For the second time in three months, Cuban migrants made landfall in the Florida Keys this week — a once-weekly, and sometimes daily, occurrence until the Obama administration, in its waning days, repealed a decades-old policy treating those fleeing the communist nation as refugees.
Friday morning, a single-engine “rustic vessel” arrived at Fort Zachary Taylor Park in Key West carrying seven Cubans — five men and two women, said U.S. Border Patrol Supervisory Agent Adam Hoffner.
“The subjects all appeared to be in good health,” he said by email. “All of the subjects were processed for removal.”
The passengers said they left Mariel, Cuba, on Thursday.
Migration from Cuba to Florida by sea went from a flow to a trickle since then-President Obama, in one of his most significant last acts in office, ended the so-called wet-foot, dry-foot policy, which classified every Cuban who reached U.S. shores as a refugee. It was a 1995 change to the Cold War-era Cuban Adjustment Act of 1966.

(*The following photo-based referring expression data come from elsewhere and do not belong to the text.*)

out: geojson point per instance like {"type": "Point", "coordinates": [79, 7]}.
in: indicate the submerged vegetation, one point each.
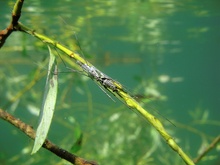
{"type": "Point", "coordinates": [86, 122]}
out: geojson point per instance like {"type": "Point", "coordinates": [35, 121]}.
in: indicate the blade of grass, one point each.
{"type": "Point", "coordinates": [48, 105]}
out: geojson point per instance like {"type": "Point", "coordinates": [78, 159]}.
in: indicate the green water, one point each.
{"type": "Point", "coordinates": [163, 49]}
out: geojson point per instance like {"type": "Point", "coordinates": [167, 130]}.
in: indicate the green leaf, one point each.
{"type": "Point", "coordinates": [48, 105]}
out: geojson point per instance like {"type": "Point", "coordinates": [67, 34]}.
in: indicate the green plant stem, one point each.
{"type": "Point", "coordinates": [121, 94]}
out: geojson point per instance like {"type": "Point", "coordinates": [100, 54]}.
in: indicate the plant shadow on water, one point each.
{"type": "Point", "coordinates": [123, 43]}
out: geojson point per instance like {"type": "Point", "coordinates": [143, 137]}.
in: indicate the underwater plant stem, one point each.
{"type": "Point", "coordinates": [120, 93]}
{"type": "Point", "coordinates": [28, 130]}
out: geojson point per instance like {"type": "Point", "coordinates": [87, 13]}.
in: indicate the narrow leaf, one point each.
{"type": "Point", "coordinates": [48, 105]}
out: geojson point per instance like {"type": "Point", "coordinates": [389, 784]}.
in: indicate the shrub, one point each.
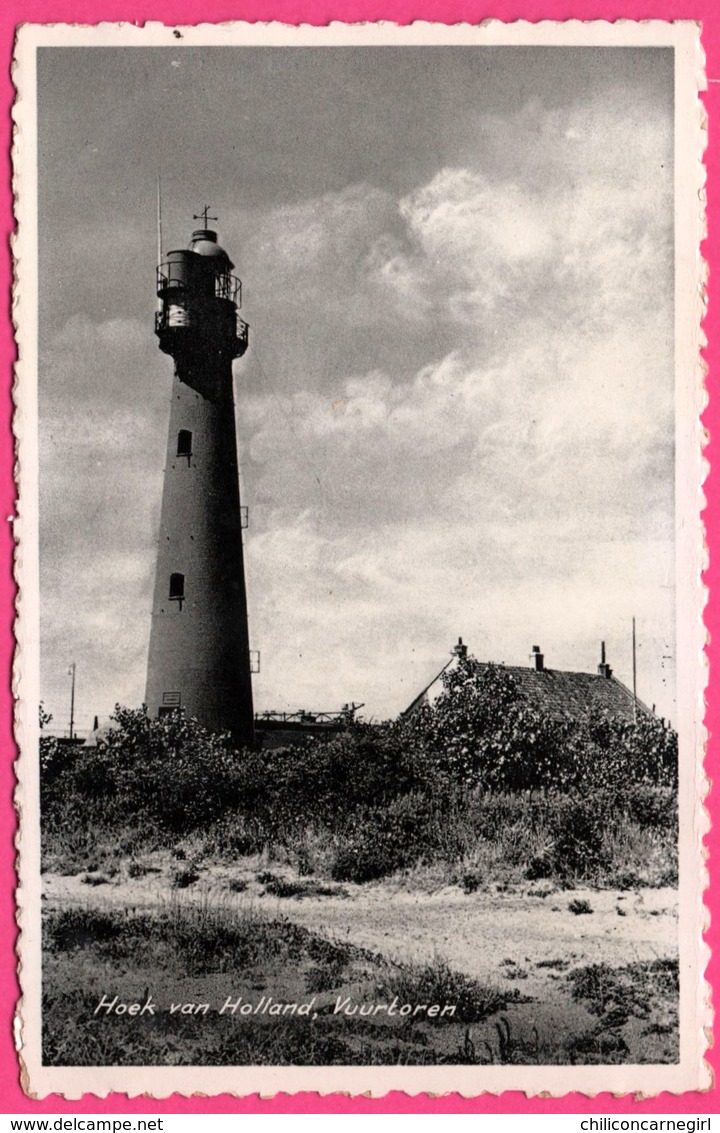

Under the policy, those stopped by U.S. authorities at sea were sent back to Cuba. But Cubans who reached land in the States could stay and apply for permanent residency after a year. In the year preceding Obama’s order ending wet-foot, dry-foot, Cuban migration through all points of entry spiked because of the then-president’s stated goal of strengthening diplomatic ties with the Castro regime.
Cubans correctly feared Obama would one day end the policy. While there was still a real incentive to do so, they left their homeland for the United States in droves until the door shut on Jan 12. Now, anyone caught at sea or who touches soil is sent back.
Friday’s landing at Fort Zach marks the first one since early October when four men arrived by boat in the Keys city of Layton at mile marker 68.2.